What happened this week was a collision of bad news, though: rapidly rising case counts across Canada, announcements of strict limits on Christmas gatherings and reports surfacing in Ontario and Alberta of politicians and public-health officials being at odds over COVID-prevention measures.

Then Trudeau waded into the fray with the admission that Canada would have to accept the fact that citizens of other countries would be getting vaccinations before people here, because we lacked the capacity to manufacture homegrown vaccines.

So Americans, British and German citizens, among others, would stand at the head of the line.

Question period in the House of Commons hasn’t been the same since, with Trudeau’s critics standing up in succession to pronounce this country a loser in the vaccine sweepstakes.

When Conservative Leader Erin O’Toole and his health critic raised the spectre of Mexico - Mexico! - getting vaccinations before Canadians, that country’s ambassador to Canada posted a tweet slamming “selfishness.”

But it’s the image of Americans getting better COVID care than Canadians that is particularly galling.

It’s way off script for this pandemic, when Canada has been regularly congratulating itself for managing this crisis far better than the spectacle south of the border.

Ontario Premier Doug Ford drew a vivid picture on Thursday of the potential resentment.

“We can’t have our U.S. neighbours down in the states and everywhere else getting vaccines and Canada’s waiting two or three months,” Ford said, “as their economy starts taking off when they have the vaccine and we’re sitting back twiddling our thumbs, wondering when we’re going to get it.”

The federal government announced on Thursday it would now be holding weekly briefings on the progress of getting vaccines to Canada.

One assumes that this is at least in part some damage control - or anticipatory damage control - to head off the vaccine angst that has reared its head in Canada this week.

That angst will not be magically dispelled either when vaccines start arriving on Canadian soil.

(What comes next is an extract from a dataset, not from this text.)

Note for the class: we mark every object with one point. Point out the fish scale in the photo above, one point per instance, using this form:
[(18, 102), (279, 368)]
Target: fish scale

As politicians and public health officials have been gingerly trying to explain, Canadians are going to get sorted into priority groups.

If we thought that Canadians were grumpy about seeing Americans and others getting ahead in line, wait until we see how they feel when they have to start standing behind their own fellow citizens in the queue.

This will be a monumental exercise in managing public expectations and demands.

It’s also where the toilet-paper scramble of the early pandemic actually can be compared to the coming lineup for vaccines.

Nobody really knew why toilet-paper sales in Canada went up by nearly 300 per cent in the early weeks of the COVID crisis, but one good guess was that people simply feared a shortage and didn’t want to be left out.

Limited, prioritized supplies of COVID vaccines hold the potential to create exactly that kind of mass psychology - with much higher stakes for citizens’ health and the economy.

For the most part, Canadians have been a calm, compliant nation in the midst of the huge disruption of the pandemic.

This week has demonstrated the power of vaccines, or lack of them, to test that patience.

Susan Delacourt is a columnist with Torstar Syndication Services.